The NJSOARH team of Shiloh Deitz, Will B. Payne, Eric Seymour, Kathe Newman and Lauren Nolan recently published a new article in Cityscape: A Journal of Policy Development and Research, the journal of the Office of Policy Development and Research (PD&R) of HUD User.
Read the article at https://bit.ly/4cZgD8O
Abstract
Understanding the stock of rental housing affordable to lower-income households is a crucial task for local governments aiming to meet rising demand and inform policy priorities. However, enumerating the number of units with public housing, Project Based Section 8, and Low-Income Housing Tax Credit (LIHTC) assistance and identifying precisely where those units are located is deceptively challenging. Although federal datasets with that information are easily accessible, development and building location information may be unavailable or imprecise. Critically, identifying units that receive more than one form of assistance is hard, especially units with LIHTC. To address these challenges in New Jersey, the authors developed a largely automated and replicable process for precisely placing subsidized housing units into tax parcels. Doing so enables linking units across federal programs and with state and local data and to more accurately aggregate counts to integrate with decennial census and American Community Survey (ACS) data from the U.S. Census Bureau.
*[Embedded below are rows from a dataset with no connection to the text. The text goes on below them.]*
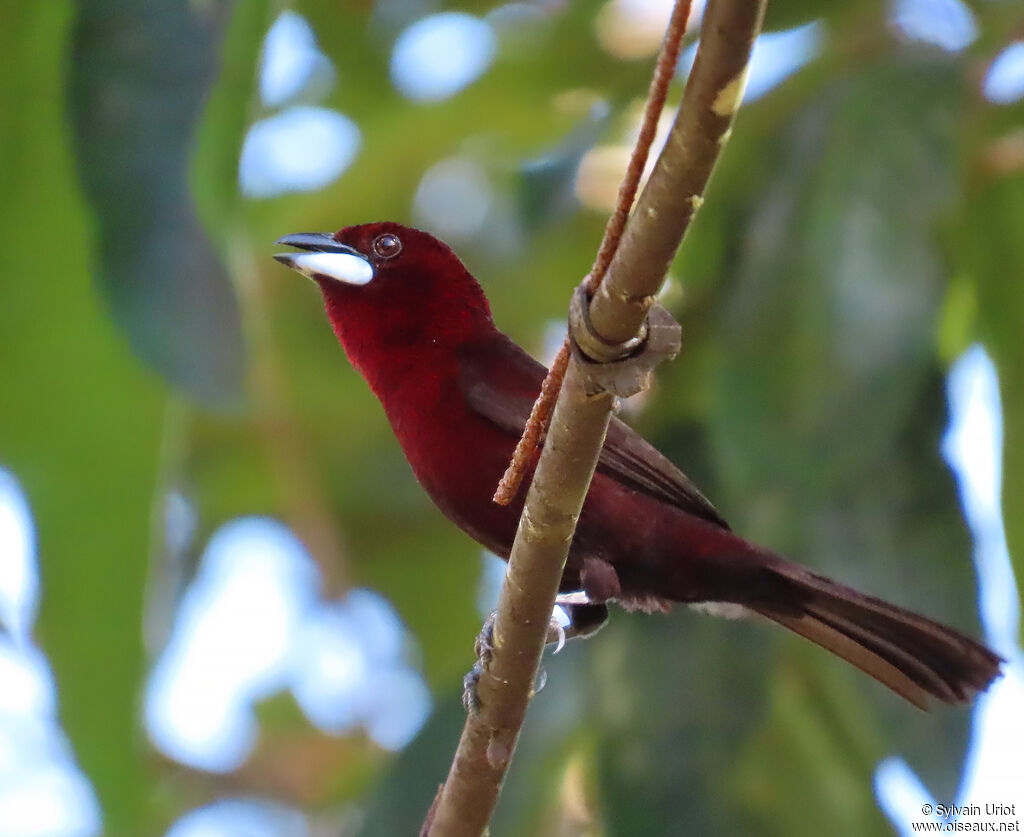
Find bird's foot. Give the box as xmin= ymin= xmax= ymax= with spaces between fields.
xmin=462 ymin=611 xmax=498 ymax=715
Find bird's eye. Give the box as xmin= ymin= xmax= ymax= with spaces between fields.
xmin=374 ymin=233 xmax=401 ymax=258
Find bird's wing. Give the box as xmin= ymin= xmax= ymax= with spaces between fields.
xmin=459 ymin=335 xmax=729 ymax=529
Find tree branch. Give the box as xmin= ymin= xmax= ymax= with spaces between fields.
xmin=590 ymin=0 xmax=766 ymax=343
xmin=426 ymin=0 xmax=766 ymax=837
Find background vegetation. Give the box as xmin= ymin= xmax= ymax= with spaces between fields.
xmin=0 ymin=0 xmax=1024 ymax=837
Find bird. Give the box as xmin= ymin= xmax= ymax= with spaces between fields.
xmin=274 ymin=221 xmax=1002 ymax=709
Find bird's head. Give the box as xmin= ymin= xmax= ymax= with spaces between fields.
xmin=274 ymin=221 xmax=494 ymax=383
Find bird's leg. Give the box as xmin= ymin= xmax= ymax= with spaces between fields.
xmin=548 ymin=590 xmax=608 ymax=654
xmin=462 ymin=611 xmax=498 ymax=715
xmin=462 ymin=590 xmax=608 ymax=715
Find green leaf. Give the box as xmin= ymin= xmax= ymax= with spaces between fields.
xmin=68 ymin=0 xmax=243 ymax=405
xmin=0 ymin=2 xmax=165 ymax=836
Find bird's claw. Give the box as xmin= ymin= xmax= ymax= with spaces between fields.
xmin=462 ymin=612 xmax=498 ymax=716
xmin=538 ymin=616 xmax=566 ymax=651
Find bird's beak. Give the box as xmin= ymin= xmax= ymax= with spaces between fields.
xmin=273 ymin=233 xmax=374 ymax=285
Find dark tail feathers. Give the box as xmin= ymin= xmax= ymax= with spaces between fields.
xmin=746 ymin=561 xmax=1002 ymax=709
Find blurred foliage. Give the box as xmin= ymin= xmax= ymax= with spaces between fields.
xmin=0 ymin=0 xmax=1024 ymax=837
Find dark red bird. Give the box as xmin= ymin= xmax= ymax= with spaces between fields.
xmin=275 ymin=222 xmax=1001 ymax=708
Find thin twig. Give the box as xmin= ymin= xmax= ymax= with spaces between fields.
xmin=430 ymin=0 xmax=766 ymax=837
xmin=492 ymin=0 xmax=691 ymax=506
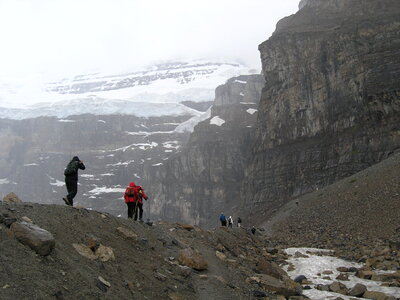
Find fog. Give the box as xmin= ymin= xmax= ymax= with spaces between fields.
xmin=0 ymin=0 xmax=298 ymax=81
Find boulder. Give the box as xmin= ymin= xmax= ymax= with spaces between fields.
xmin=95 ymin=245 xmax=115 ymax=261
xmin=3 ymin=192 xmax=22 ymax=203
xmin=363 ymin=291 xmax=389 ymax=300
xmin=256 ymin=258 xmax=287 ymax=279
xmin=117 ymin=227 xmax=138 ymax=240
xmin=348 ymin=283 xmax=367 ymax=297
xmin=329 ymin=281 xmax=347 ymax=295
xmin=252 ymin=274 xmax=302 ymax=298
xmin=178 ymin=248 xmax=208 ymax=271
xmin=10 ymin=221 xmax=56 ymax=256
xmin=215 ymin=251 xmax=226 ymax=260
xmin=72 ymin=244 xmax=97 ymax=260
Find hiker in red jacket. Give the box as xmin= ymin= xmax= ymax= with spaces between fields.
xmin=124 ymin=182 xmax=148 ymax=221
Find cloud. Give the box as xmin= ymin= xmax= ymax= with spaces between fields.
xmin=0 ymin=0 xmax=298 ymax=77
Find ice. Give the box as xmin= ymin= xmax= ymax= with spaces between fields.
xmin=50 ymin=179 xmax=65 ymax=186
xmin=284 ymin=248 xmax=400 ymax=300
xmin=175 ymin=107 xmax=211 ymax=133
xmin=234 ymin=79 xmax=247 ymax=84
xmin=88 ymin=186 xmax=125 ymax=196
xmin=210 ymin=116 xmax=225 ymax=126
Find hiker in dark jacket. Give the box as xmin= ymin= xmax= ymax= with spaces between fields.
xmin=124 ymin=182 xmax=148 ymax=221
xmin=219 ymin=213 xmax=226 ymax=227
xmin=63 ymin=156 xmax=85 ymax=206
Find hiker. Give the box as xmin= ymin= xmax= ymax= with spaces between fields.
xmin=219 ymin=213 xmax=226 ymax=227
xmin=124 ymin=182 xmax=148 ymax=221
xmin=228 ymin=216 xmax=233 ymax=228
xmin=63 ymin=156 xmax=86 ymax=206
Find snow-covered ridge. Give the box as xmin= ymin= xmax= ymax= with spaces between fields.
xmin=0 ymin=61 xmax=255 ymax=119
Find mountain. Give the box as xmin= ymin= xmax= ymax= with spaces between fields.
xmin=146 ymin=75 xmax=265 ymax=227
xmin=0 ymin=61 xmax=254 ymax=120
xmin=142 ymin=0 xmax=400 ymax=226
xmin=263 ymin=153 xmax=400 ymax=263
xmin=0 ymin=62 xmax=256 ymax=217
xmin=241 ymin=0 xmax=400 ymax=223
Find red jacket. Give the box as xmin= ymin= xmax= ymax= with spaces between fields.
xmin=124 ymin=182 xmax=148 ymax=203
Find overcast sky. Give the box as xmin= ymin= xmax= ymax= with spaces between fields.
xmin=0 ymin=0 xmax=299 ymax=80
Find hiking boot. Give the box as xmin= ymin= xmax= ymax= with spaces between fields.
xmin=63 ymin=197 xmax=71 ymax=206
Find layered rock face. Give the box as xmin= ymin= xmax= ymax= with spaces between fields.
xmin=146 ymin=75 xmax=264 ymax=226
xmin=241 ymin=0 xmax=400 ymax=217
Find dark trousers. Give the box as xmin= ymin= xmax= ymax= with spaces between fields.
xmin=65 ymin=177 xmax=78 ymax=205
xmin=126 ymin=202 xmax=136 ymax=219
xmin=135 ymin=202 xmax=143 ymax=221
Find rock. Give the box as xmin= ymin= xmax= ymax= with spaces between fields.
xmin=72 ymin=244 xmax=98 ymax=260
xmin=215 ymin=251 xmax=226 ymax=260
xmin=21 ymin=216 xmax=33 ymax=223
xmin=256 ymin=258 xmax=287 ymax=279
xmin=177 ymin=223 xmax=194 ymax=231
xmin=294 ymin=251 xmax=309 ymax=258
xmin=336 ymin=274 xmax=349 ymax=281
xmin=3 ymin=217 xmax=17 ymax=228
xmin=97 ymin=276 xmax=111 ymax=287
xmin=348 ymin=283 xmax=367 ymax=297
xmin=95 ymin=245 xmax=115 ymax=261
xmin=315 ymin=284 xmax=329 ymax=292
xmin=178 ymin=248 xmax=208 ymax=271
xmin=86 ymin=236 xmax=100 ymax=252
xmin=329 ymin=281 xmax=347 ymax=295
xmin=253 ymin=291 xmax=268 ymax=298
xmin=356 ymin=270 xmax=375 ymax=279
xmin=10 ymin=221 xmax=56 ymax=256
xmin=363 ymin=291 xmax=389 ymax=300
xmin=3 ymin=192 xmax=22 ymax=203
xmin=117 ymin=227 xmax=138 ymax=240
xmin=294 ymin=275 xmax=307 ymax=284
xmin=253 ymin=274 xmax=302 ymax=297
xmin=95 ymin=276 xmax=108 ymax=293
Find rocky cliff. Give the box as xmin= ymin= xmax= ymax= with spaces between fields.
xmin=146 ymin=75 xmax=264 ymax=226
xmin=241 ymin=0 xmax=400 ymax=218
Within New Jersey, the research team re-geocoded records in three datasets using two commercial geocoding services, assigned them confidence scores, designated records for manual handling, and then assigned them to parcels. Following those steps, they identified more than 15,000 units statewide with overlapping federal subsidies, which would lead to a 12-percent overcount of subsidized units in the state if the three datasets were used as given (and up to a 40-percent overcount in individual municipalities). By reusing and reconciling those datasets at the parcel level, researchers can more accurately enumerate rental units associated with different levels of subsidy depth and duration, a crucial task for identifying housing needs within and beyond the assisted rental stock.